THE banking and insurance regulator has asked the nation’s banks and insurance companies to give more support to infrastructure investment, importers and exporters, and creditworthy companies experiencing temporary problems.

In a statement posted on its website late Saturday, the China Banking and Insurance Regulatory Commission said that credit support should be boosted for infrastructure projects that have sound operations and an adequate capital base on condition local governments’ implicit debts don’t increase. The regulator also called on the institutions to raise the proportion of medium and long-term loans to avoid placing strain on borrowers at the end of the month or quarter.

The move came amid a period of uncertainty for China’s economy, in part because of an intensifying trade row with the United States.

The government is accelerating infrastructure spending and rolling out other support measures for businesses to cushion the economy as it braces for the impact of escalating U.S. trade tariffs.

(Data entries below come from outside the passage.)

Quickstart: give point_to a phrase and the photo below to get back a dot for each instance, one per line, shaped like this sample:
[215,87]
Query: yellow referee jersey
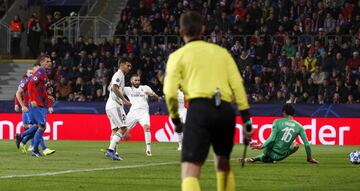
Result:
[199,68]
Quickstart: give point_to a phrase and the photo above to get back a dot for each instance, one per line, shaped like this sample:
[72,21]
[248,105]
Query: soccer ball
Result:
[355,157]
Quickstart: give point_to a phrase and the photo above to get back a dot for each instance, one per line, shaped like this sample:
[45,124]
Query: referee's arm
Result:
[171,85]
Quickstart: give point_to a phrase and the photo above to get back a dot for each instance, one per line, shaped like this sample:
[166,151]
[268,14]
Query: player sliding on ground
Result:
[22,98]
[139,111]
[281,143]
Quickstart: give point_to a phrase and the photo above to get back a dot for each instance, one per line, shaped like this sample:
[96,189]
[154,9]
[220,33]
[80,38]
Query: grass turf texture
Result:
[162,171]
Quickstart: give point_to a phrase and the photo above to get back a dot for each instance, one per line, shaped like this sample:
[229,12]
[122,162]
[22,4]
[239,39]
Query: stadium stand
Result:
[287,51]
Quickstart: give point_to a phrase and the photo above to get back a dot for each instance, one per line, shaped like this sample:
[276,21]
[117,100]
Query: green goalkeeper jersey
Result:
[284,132]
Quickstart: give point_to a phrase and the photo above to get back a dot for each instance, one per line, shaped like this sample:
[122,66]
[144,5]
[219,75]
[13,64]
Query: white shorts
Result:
[182,115]
[117,117]
[137,116]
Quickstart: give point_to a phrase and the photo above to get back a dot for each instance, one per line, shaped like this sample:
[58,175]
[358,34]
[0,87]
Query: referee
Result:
[210,80]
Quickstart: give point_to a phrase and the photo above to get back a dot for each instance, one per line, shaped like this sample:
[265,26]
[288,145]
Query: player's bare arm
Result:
[118,92]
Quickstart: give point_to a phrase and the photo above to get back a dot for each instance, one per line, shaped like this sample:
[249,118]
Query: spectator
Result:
[90,46]
[310,62]
[99,96]
[33,35]
[101,73]
[63,88]
[318,76]
[90,89]
[16,28]
[339,62]
[354,62]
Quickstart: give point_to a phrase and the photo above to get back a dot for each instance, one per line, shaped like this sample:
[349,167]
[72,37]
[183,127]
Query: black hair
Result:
[289,109]
[123,60]
[191,23]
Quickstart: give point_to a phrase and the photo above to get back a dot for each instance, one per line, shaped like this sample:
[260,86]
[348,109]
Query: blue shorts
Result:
[38,115]
[27,118]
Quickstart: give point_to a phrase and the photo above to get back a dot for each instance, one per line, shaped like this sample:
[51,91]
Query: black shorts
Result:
[208,125]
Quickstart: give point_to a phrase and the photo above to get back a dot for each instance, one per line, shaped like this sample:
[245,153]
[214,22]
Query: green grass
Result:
[334,173]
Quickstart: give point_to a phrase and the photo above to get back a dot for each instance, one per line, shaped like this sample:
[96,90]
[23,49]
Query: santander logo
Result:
[166,133]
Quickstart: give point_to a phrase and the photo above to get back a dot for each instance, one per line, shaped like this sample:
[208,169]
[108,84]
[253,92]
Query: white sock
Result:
[148,140]
[180,138]
[115,139]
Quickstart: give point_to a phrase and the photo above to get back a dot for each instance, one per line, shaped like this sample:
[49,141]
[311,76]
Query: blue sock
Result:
[27,137]
[37,139]
[30,131]
[42,143]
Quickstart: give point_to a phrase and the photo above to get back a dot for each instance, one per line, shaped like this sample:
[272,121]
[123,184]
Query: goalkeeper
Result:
[281,143]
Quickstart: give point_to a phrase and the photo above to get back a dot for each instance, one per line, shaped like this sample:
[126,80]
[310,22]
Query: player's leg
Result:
[293,148]
[195,146]
[222,141]
[180,135]
[46,151]
[39,114]
[144,121]
[114,129]
[117,117]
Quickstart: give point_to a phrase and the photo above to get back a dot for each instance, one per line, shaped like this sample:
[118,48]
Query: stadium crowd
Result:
[299,51]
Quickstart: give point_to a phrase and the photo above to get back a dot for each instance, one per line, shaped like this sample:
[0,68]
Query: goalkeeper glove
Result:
[248,131]
[178,125]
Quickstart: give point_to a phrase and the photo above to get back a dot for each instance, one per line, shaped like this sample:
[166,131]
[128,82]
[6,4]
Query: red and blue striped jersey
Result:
[37,88]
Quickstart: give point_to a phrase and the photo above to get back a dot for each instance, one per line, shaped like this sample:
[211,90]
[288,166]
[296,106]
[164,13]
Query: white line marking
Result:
[86,170]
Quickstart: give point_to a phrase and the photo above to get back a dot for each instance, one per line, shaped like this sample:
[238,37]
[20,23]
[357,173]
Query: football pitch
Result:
[80,165]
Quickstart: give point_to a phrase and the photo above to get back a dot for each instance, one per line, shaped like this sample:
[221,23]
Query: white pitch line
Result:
[86,170]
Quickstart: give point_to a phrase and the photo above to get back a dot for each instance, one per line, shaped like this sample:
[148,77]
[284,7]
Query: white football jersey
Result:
[138,96]
[113,101]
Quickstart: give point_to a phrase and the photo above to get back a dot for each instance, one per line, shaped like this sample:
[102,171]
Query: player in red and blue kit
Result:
[22,98]
[39,100]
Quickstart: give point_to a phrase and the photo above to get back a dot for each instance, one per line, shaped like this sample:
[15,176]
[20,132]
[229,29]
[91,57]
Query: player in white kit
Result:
[182,107]
[115,107]
[139,111]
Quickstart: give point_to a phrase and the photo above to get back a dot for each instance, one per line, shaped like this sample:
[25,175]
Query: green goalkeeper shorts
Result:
[271,155]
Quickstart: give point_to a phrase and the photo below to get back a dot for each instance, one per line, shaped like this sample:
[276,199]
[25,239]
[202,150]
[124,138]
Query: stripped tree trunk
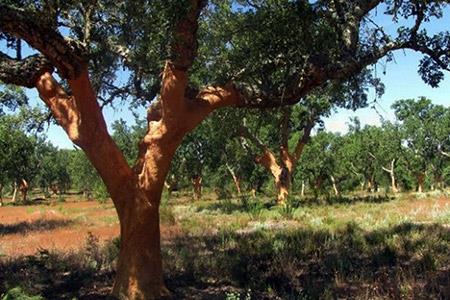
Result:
[282,168]
[197,184]
[333,182]
[420,179]
[391,173]
[236,180]
[14,192]
[23,188]
[302,192]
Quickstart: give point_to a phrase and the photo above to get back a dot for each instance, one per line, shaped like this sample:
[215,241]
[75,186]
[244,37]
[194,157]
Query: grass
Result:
[353,248]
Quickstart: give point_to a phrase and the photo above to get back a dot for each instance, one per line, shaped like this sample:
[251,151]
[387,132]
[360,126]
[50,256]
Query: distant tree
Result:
[53,171]
[195,56]
[418,130]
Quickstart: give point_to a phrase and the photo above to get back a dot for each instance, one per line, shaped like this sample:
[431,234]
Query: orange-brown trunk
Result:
[283,184]
[420,182]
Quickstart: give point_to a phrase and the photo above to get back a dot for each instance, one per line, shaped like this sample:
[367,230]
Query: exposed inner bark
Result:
[282,168]
[333,182]
[391,173]
[23,188]
[420,179]
[197,184]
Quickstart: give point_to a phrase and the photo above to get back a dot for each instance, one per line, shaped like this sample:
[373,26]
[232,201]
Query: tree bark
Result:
[391,173]
[14,192]
[23,188]
[197,184]
[420,178]
[302,192]
[333,182]
[236,180]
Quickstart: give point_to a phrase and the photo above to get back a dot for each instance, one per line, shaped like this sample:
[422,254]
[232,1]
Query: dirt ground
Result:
[55,226]
[65,226]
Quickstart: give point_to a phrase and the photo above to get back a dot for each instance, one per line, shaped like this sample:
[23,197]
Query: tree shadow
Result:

China almost quadrupled the value of fixed-asset investment projects approved in July from the previous month as it looks to accelerate infrastructure spending. Zhao Chenxin, an official at the National Development and Reform Commision, told reporters Thursday that the government gave the green light to 17 fixed-asset investment projects in July, worth a combined 77.69 billion yuan (US$11.24 billion). That compared with approvals for 20.8 billion yuan of spending in June.

Data last week showed China’s investment growth has slowed to a record low and consumers are turning cautious on spending.

On Saturday, the regulator called on banks and insurers to address “weak points” in China’s infrastructure sector and cooperate with local governments to identify their needs but be careful about raising their hidden debt levels.

It also said financial institutions should not “blindly” withdraw funding from companies that have a good credit record but that are experiencing “temporary operational difficulties,” without naming any such firms.

Support should also be given to foreign trade and export-oriented firms affected by the situation on the international market and going through problems but retain good development prospects, it added.

Growth in China’s exports and imports accelerated in July despite fresh U.S. tariffs.

Earlier this month, the regulator said it would guide financial institutions to expand financing, including to qualified private companies and small businesses.